Muscat: Earnings from value added tax (VAT) are estimated to bring an additional OMR400 million per annum to Oman’s economy.

The country’s Majlis Al Shura will today discuss the draft of the VAT law, as part of the process required to make it into law.

A statement from the office of Ali Nasser Hamad Al Mahrooqi, the Secretary General of the Shura Council, said, “The council will devote its session to discuss, as a matter of urgency, the report of the joint committee between the State and the Shura Council regarding the articles subject to the discrepancy between the two councils on the draft of value-added tax law referred by the Council of Ministers.”

In this context, Dr Ruwaish Al Maharbi, a member of the Economic Committee of the State Council, told Al Shabiba, Times of Oman’s sister Arabic publication, “The committee has reviewed the draft VAT law and cleared the articles which need review. The community would not be negatively affected by the law as there are parallel programmes to mitigate any potential impacts.”

He added: “The VAT law is applicable in nearly all countries, with the exception of a few, which are yet to implement this.

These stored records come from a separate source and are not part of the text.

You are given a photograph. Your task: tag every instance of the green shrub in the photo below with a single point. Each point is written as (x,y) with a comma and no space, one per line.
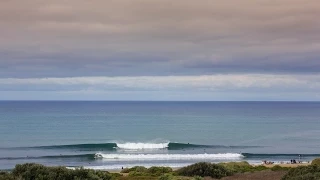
(137,173)
(166,177)
(197,178)
(6,176)
(135,168)
(157,171)
(316,162)
(279,168)
(311,172)
(241,167)
(204,169)
(31,171)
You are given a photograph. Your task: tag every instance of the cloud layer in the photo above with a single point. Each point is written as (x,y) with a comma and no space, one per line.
(159,37)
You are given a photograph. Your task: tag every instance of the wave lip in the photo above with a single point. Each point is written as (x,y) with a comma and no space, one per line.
(139,146)
(146,157)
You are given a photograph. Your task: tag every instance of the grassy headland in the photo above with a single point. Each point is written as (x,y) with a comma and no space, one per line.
(197,171)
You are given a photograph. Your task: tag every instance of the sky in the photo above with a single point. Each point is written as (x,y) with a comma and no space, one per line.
(204,50)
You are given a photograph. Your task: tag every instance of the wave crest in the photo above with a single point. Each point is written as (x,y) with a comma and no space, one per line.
(137,146)
(145,157)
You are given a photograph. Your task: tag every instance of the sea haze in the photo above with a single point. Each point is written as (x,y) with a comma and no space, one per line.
(115,134)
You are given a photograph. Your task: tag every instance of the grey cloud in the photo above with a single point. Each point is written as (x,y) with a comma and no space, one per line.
(160,37)
(208,83)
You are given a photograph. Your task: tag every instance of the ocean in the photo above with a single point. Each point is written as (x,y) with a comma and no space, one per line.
(115,134)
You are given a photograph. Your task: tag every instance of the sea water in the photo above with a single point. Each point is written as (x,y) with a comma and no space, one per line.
(112,135)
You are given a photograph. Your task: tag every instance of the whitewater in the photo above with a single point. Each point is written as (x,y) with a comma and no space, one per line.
(111,135)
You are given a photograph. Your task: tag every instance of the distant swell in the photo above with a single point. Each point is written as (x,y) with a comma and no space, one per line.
(161,157)
(136,146)
(146,157)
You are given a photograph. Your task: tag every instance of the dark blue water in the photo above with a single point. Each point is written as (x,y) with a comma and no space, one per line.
(110,135)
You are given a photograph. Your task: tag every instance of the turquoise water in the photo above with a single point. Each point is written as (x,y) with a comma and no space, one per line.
(111,135)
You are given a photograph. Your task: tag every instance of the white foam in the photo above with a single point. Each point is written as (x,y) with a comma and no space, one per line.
(119,166)
(137,146)
(148,157)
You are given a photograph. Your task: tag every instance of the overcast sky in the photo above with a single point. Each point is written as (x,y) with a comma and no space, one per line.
(160,50)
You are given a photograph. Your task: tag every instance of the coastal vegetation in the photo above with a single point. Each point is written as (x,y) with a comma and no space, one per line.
(197,171)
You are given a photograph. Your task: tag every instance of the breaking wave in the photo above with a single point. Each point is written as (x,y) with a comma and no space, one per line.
(136,146)
(146,157)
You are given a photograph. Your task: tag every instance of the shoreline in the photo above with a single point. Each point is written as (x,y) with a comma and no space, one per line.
(266,165)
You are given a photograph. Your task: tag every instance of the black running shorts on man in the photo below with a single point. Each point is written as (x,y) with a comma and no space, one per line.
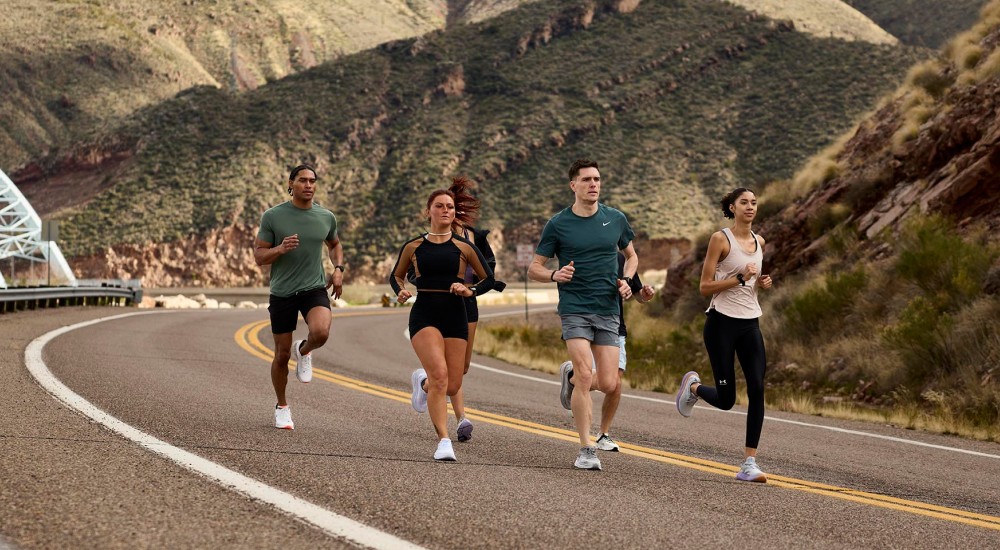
(285,310)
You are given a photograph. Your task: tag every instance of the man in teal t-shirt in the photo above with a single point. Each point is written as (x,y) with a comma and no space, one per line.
(291,240)
(586,238)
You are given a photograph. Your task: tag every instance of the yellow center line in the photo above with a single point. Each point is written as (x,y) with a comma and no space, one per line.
(248,338)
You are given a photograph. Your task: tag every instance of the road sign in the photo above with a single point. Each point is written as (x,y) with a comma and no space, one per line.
(525,253)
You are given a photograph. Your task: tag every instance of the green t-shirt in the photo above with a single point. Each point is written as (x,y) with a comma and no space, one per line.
(592,244)
(302,268)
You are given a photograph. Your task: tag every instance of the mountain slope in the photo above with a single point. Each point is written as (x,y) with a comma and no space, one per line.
(887,269)
(927,23)
(677,100)
(68,69)
(823,18)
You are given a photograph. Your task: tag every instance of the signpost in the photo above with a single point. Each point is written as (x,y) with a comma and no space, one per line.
(525,253)
(50,233)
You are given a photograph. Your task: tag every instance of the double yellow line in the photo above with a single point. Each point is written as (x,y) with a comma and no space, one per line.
(248,338)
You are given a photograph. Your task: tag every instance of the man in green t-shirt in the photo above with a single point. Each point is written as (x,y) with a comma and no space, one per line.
(290,240)
(586,238)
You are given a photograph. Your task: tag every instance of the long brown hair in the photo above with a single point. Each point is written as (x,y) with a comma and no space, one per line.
(466,206)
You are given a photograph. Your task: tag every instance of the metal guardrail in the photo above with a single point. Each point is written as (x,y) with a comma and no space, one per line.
(20,299)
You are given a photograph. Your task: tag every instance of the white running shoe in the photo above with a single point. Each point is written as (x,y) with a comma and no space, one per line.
(750,472)
(685,397)
(605,443)
(587,459)
(419,397)
(303,363)
(283,418)
(566,387)
(445,452)
(464,430)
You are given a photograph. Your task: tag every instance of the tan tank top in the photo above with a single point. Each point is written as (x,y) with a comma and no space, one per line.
(740,301)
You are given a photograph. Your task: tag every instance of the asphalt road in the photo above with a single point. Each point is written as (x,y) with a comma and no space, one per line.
(358,466)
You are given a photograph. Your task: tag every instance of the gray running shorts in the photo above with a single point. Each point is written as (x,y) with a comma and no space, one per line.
(602,330)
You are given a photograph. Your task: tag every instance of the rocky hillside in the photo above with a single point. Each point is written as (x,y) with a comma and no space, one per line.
(927,23)
(885,252)
(72,69)
(678,100)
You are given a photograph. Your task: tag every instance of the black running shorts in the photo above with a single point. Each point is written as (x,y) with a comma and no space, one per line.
(285,310)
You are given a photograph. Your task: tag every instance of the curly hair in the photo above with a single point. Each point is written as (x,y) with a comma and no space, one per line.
(730,199)
(466,205)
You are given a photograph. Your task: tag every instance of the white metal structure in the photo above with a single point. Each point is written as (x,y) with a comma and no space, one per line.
(21,236)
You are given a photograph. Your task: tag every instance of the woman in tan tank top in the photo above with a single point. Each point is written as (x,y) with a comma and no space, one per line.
(731,275)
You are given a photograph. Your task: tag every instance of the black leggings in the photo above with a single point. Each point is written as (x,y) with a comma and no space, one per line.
(724,338)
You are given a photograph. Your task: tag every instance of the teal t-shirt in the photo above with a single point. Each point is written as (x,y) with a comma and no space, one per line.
(592,244)
(302,268)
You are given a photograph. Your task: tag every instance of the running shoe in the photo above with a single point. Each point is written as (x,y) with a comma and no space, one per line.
(464,430)
(587,459)
(303,363)
(419,396)
(566,390)
(283,418)
(445,452)
(605,443)
(750,472)
(685,397)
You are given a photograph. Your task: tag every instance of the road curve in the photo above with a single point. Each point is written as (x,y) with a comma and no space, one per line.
(198,382)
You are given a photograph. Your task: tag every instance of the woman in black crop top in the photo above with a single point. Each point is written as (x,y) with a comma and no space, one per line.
(438,323)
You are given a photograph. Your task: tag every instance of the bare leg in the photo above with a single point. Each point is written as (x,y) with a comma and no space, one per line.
(279,365)
(457,401)
(610,405)
(318,319)
(442,359)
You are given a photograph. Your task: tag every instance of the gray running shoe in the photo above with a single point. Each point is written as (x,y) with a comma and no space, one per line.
(750,472)
(464,430)
(303,363)
(419,397)
(587,460)
(283,418)
(445,452)
(605,443)
(566,390)
(685,397)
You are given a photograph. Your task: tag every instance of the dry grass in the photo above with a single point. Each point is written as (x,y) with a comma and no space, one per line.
(822,18)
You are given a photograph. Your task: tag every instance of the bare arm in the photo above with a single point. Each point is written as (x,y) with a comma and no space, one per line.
(265,253)
(538,272)
(336,279)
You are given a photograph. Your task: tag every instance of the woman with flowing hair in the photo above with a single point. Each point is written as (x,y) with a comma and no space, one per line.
(731,275)
(438,325)
(466,214)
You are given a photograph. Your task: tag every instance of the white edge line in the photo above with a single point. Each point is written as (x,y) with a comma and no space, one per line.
(326,520)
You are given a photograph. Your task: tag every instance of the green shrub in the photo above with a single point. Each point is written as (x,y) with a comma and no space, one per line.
(820,310)
(919,336)
(940,262)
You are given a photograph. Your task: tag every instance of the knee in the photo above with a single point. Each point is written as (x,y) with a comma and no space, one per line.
(583,378)
(319,336)
(282,357)
(439,385)
(727,400)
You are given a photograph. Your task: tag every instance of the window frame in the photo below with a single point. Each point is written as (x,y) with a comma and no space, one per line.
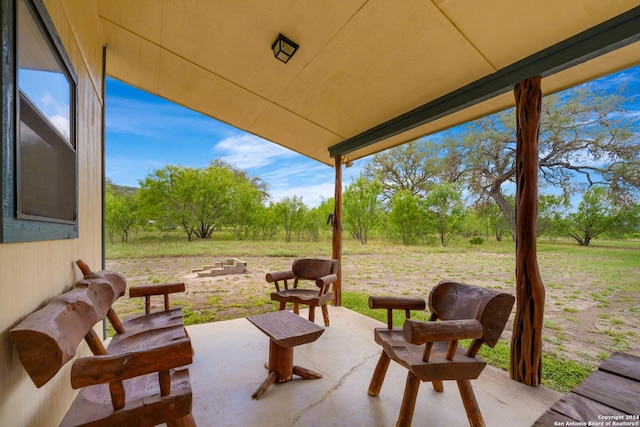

Earlier studies have shown that the revenue from implementation of the law would amount to OMR400 million.”

“The State Council agrees with the Majlis Al Shura that certain criteria must be met before implementing the law, including the presence of the correct environment to put this into practice,” said Al Maharbi.

The decision to bring VAT into Oman and five other Gulf Cooperation Council (GCC) member countries was taken by the Supreme Council of the GCC at its 36th session, which was held in December 2015. According to the decision, all six countries are to impose a 5 per cent VAT on all imports and sales of goods and services.

The General Federation of Oman Workers and Union had earlier reaffirmed that it was following up with the parties involved with the implementation of VAT, the developments of the VAT draft law and its positive impacts, such as the generation of new revenue, the availability of more liquid cash, and the creation of new job opportunities.